The Umbrellas of Cherbourg (1964)
Written & Directed by Jacques Demy
Masterpieces don’t happen all the time. Sometimes they happen, and people don’t realize they are looking at one. Other times, they know right away when they see it. The Umbrellas of Cherbourg is a true masterpiece of filmmaking. The script alone is a perfect plot, no fat; everything moves the characters forward, whether getting closer to their goals or having it complicated. There’s not a single second of wasted time on the screen, which says a lot for a film that is also spilling over with style. Oh yes, and every word in the movie is sung, starting with an exchange between a mechanic and a customer talking about the status of a car. Damien Chazelle boldly claimed this is “the best film ever made.” But is it?
Genevieve (Catherine Deneuve) is a seventeen-year-old girl living & working in the coastal city of Cherbourg. She’s employed by her mother, Madame Emery (Anne Vernon), at the family umbrella store. Genevieve is madly in love with Guy (Nino Castelnuovo), who shares her sentiments. He’s in his early 20s, caring for his sick aunt and working as an auto mechanic. Guy dreams of opening his own petrol station one day, marrying Genevieve, and settling down. Life certainly seems to be headed that way. Unfortunately, Guy is drafted to serve in the Algerian War, which means he’ll be away for two years. They depart in tears, and Genevieve learns that she’s pregnant soon after. Madame Emery encourages her daughter to be sensible with her future and offers up Roland (Marc Michel), a young wealthy Parisian jeweler. Oh, he’s also the same character and actor that were the protagonist in Demy’s Lola. Unlike most Hollywood love stories/musicals, this one isn’t going to end on the cheery note you might expect.

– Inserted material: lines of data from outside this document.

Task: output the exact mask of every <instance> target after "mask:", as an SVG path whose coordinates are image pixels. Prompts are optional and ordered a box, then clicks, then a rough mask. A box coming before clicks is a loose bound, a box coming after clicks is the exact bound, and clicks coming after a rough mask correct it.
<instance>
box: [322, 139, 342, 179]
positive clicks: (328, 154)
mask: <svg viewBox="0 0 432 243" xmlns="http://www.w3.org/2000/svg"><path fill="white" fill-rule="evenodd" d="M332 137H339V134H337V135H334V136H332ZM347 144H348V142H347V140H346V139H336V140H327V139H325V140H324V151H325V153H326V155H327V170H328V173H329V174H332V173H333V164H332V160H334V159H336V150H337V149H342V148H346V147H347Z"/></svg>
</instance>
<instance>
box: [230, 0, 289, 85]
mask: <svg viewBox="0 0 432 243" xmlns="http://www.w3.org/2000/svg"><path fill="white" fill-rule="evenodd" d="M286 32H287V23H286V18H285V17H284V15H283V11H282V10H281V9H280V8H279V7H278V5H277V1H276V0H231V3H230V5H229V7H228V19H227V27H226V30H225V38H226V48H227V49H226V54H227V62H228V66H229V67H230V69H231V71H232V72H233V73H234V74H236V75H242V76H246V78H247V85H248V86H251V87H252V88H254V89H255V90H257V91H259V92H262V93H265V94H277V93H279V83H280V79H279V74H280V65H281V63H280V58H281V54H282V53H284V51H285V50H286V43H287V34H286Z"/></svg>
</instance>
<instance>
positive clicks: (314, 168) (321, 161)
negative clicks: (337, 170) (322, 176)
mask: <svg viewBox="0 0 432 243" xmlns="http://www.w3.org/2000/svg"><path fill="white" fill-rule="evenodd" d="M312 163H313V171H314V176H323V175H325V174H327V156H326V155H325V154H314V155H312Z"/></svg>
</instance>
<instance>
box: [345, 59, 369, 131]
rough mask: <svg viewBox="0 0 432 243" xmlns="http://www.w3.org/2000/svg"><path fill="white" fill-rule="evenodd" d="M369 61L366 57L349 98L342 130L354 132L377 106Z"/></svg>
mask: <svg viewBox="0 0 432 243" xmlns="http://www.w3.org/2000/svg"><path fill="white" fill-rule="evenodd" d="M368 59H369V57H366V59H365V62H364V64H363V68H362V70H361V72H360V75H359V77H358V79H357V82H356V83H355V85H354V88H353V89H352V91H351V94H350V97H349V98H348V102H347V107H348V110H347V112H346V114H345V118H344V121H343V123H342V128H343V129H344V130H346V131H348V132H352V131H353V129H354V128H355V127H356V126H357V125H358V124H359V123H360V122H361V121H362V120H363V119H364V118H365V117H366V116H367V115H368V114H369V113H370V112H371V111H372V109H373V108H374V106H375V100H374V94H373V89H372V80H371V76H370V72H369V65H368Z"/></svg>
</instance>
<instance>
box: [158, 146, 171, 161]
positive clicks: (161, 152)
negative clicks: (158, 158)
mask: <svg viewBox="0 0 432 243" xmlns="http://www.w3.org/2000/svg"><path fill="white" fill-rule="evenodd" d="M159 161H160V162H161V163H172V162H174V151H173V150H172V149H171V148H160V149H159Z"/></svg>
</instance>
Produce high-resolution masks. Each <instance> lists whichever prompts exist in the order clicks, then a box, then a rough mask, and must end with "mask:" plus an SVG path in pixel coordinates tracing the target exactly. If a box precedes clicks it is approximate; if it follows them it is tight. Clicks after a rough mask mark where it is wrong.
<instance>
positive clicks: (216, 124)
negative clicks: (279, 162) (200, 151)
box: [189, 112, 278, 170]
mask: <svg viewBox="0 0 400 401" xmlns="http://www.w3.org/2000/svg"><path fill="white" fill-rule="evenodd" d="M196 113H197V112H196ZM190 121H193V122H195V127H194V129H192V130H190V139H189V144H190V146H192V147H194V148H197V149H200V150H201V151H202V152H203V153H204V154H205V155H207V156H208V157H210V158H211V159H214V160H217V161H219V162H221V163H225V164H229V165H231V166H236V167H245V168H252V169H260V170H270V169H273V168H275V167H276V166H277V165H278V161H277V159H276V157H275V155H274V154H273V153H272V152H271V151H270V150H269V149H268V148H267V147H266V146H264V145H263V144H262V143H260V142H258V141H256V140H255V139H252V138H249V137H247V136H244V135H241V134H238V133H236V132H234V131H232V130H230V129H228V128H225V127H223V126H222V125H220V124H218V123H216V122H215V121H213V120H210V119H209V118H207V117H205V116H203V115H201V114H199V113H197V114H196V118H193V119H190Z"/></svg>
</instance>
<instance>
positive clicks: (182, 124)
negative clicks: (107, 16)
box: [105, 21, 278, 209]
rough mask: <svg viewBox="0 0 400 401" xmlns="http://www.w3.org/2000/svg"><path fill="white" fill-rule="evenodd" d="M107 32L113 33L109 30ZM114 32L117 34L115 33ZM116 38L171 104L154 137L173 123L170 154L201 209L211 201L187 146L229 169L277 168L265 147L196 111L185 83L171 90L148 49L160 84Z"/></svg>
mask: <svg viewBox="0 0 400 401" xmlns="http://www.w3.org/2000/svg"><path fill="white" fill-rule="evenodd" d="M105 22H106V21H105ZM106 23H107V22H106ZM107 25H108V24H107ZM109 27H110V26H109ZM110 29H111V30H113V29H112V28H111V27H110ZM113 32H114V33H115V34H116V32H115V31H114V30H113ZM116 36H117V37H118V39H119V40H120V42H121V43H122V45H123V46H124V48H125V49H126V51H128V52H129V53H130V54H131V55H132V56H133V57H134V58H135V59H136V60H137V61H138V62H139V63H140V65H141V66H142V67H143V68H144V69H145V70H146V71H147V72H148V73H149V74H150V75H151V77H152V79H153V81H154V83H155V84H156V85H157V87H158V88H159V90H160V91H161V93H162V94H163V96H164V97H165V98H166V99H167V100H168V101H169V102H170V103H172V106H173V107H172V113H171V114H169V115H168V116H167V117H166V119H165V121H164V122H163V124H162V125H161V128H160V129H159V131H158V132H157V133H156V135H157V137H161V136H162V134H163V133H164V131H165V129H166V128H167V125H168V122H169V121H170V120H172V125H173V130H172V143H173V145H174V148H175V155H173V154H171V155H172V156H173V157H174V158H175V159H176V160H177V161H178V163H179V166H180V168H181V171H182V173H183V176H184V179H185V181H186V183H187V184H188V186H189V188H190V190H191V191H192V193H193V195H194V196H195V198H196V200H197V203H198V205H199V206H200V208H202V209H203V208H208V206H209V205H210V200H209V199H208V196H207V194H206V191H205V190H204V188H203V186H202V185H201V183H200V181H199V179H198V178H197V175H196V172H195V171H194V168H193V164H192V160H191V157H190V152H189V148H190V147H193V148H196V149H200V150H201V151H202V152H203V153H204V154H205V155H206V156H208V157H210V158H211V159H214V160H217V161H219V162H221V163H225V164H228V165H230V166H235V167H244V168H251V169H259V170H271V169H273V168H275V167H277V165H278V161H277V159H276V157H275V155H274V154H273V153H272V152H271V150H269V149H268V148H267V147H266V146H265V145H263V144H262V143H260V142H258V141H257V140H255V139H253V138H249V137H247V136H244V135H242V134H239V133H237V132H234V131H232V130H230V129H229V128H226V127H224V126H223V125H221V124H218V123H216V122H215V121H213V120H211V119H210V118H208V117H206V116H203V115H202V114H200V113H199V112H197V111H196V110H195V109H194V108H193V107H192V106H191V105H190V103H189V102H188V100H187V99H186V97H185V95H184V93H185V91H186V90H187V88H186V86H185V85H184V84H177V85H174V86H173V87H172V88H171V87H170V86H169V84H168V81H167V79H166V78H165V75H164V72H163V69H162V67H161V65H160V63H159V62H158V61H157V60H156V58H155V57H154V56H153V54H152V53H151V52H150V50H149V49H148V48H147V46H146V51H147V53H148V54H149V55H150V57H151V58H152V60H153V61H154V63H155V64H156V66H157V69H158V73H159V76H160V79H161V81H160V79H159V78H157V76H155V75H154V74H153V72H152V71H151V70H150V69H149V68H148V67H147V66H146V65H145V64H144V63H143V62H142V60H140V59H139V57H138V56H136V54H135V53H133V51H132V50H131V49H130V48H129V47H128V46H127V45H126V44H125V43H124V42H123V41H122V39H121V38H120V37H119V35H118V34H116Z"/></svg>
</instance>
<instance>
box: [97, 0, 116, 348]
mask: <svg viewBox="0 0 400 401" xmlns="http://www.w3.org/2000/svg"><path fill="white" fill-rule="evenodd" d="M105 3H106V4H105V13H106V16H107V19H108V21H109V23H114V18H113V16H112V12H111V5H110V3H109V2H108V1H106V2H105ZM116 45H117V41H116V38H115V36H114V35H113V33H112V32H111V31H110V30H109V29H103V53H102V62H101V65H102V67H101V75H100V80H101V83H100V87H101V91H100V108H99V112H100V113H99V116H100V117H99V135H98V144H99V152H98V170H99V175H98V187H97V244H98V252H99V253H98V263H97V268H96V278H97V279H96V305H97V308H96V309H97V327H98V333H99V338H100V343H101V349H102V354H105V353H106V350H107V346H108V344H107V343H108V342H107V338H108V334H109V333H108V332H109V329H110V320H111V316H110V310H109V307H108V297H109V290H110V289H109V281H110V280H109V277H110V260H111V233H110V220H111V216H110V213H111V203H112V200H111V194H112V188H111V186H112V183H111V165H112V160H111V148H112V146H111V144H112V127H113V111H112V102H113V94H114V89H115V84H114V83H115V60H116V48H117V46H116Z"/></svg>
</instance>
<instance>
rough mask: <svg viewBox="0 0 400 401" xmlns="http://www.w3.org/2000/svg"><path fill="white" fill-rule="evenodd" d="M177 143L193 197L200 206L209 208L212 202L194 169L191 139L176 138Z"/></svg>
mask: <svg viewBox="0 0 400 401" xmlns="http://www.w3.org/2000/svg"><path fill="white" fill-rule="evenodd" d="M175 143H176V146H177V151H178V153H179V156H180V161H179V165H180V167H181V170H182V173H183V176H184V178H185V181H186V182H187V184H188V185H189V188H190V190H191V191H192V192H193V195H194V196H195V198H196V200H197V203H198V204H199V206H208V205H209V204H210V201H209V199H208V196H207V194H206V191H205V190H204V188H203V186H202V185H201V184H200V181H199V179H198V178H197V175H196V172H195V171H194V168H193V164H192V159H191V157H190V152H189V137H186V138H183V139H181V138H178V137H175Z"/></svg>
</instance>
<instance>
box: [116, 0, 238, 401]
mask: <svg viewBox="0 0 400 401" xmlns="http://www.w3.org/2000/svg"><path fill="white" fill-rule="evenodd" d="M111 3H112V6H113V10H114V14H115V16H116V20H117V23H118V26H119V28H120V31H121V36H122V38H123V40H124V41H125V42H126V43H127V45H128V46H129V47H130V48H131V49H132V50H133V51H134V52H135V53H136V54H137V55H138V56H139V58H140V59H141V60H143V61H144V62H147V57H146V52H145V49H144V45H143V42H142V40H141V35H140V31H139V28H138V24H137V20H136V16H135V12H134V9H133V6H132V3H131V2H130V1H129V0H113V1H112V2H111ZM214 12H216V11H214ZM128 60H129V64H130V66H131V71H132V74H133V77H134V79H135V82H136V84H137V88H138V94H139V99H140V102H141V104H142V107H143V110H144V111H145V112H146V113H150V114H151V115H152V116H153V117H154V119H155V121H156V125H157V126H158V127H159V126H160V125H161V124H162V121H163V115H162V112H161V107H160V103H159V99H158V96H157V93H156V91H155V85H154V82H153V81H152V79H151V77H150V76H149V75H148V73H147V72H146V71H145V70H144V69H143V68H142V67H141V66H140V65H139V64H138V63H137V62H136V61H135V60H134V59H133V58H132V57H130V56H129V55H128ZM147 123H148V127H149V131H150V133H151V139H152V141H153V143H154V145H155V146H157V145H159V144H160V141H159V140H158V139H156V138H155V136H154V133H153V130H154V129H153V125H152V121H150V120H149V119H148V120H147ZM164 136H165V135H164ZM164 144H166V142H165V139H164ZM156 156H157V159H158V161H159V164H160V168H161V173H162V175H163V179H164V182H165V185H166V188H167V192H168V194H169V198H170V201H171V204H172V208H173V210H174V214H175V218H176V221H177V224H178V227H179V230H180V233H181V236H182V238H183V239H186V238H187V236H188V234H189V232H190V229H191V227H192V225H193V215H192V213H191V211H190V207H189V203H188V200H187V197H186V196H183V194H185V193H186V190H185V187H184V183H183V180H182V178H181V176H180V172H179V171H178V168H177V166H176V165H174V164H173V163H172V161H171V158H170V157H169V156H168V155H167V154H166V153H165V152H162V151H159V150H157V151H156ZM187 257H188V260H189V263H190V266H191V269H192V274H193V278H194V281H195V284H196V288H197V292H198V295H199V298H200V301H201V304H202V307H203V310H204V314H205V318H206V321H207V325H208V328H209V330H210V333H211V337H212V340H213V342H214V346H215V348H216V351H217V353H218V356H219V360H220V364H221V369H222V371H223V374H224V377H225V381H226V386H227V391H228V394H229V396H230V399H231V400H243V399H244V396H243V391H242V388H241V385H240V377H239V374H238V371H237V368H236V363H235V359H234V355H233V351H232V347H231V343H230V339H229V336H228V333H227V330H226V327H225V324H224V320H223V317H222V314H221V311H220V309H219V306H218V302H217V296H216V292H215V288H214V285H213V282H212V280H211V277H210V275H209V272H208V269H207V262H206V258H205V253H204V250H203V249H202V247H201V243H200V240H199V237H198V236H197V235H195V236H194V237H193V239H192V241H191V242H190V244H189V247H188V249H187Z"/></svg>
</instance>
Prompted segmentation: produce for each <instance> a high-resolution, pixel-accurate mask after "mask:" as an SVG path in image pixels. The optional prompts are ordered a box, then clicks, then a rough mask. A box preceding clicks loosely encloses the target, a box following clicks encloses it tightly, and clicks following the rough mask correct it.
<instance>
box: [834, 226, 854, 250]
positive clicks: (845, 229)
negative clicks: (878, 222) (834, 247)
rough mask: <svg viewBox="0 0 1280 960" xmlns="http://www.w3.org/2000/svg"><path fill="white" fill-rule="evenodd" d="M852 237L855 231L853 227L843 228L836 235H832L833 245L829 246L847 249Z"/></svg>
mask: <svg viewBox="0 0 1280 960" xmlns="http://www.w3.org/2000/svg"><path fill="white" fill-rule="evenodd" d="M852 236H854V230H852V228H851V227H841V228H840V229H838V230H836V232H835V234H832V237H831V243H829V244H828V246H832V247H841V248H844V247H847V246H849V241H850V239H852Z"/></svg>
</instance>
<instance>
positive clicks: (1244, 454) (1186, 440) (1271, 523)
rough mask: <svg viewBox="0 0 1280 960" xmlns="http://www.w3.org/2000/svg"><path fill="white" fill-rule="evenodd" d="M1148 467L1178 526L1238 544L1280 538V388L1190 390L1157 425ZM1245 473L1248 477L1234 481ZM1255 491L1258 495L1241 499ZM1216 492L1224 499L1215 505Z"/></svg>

The musical as a type of cinema has been unfairly maligned as “lesser” art than a standard drama or even a cinematic comedy. I think this is incredibly unfair and speaks to latent misogyny among many film critics. The best critics love movie musicals, but a particular crowd looks down on them. Demy’s work is a solid counter-argument to this sentiment, and The Umbrellas of Cherbourg is chief among them. The emotional weight of this film is not softened by the singing; it’s enhanced. The plot here isn’t anything out of the ordinary; it’s a story of young love not going the way the lovers intended. It’s a story that plays out in our world every single day. Demy elevates that simple story through song and music into something epic and operatic. This might be the story of a couple that didn’t work out, but it feels as if it’s the most important story in the world.
At its release, Umbrellas was not seen as anything special. The French critics who adored the New Wave began a long tradition of rolling their eyes at Demy, dismissing his work. Even in the States, the movie was received as overly sentimental and lacking substance. If you can look past the bold, as Patton Oswalt called it, “lickable” scenery, this is a painfully human story. We have two young people wholly devoted to each other, something I’m sure we can all relate to. But we also understand the mother’s perspective, seeing this as a relationship that cannot be sustained. The Algerian War intrusion reminded French filmgoers of a conflict that was painfully fresh in their history and of French colonization.
There are also prominent issues of class all throughout the picture. Guy is working class, and we see this when he works as a mechanic in an oil-stained jumpsuit. Roland is a jeweler from Paris who wears nice suits and drives an expensive car. Guy rides a bike around the city. Genevieve accompanies him on that bike, but in her final scene in the picture, she’s driving an expensive car. Guy also steps up in society, becoming a gas station owner and no longer wearing that oil-stained jumpsuit. Despite moving up the economic ladder, there’s still a sense of loss. They end up adults living very different lives than they initially imagined. Their perceptions of love and eternal devotion are also transformed. As Guy prepares to leave on the train for the war, they sing about how they will love each other forever. That simply doesn’t happen. Neither of them is the bad guy; life didn’t follow the path they imagined in their youth.
Because people sing from start to finish, there are no overly elaborate musical numbers or set pieces. The production design is very loud and filled with psychedelic colors, but the people and their lives are incredibly typical and sedate. A sense of sophistication comes from letting the story play out realistically, without a need to deliver an ending that would ensure the audience stays happy. What’s going on is that Demy has allowed his characters to speak their passions out loud while still following a realistic narrative. This is a bit strange for people used to the tropes of Broadway and the movie musical. Beyond the singing, the film isn’t very heightened.
Despite the film conventions at work, Demy stays true to the emotions of being alive and in love. Umbrellas of Cherbourg is undoubtedly one of the best musicals ever made and one of the best films. I don’t know if I could get behind Chazelle’s bold declaration, but that’s because there is no “best movie ever made.” It’s whatever speaks truest to you. If you have been young & in love and felt the profound ache of heartbreak, this is a film that will speak to you. There are few movies like this, and so it deserves your attention.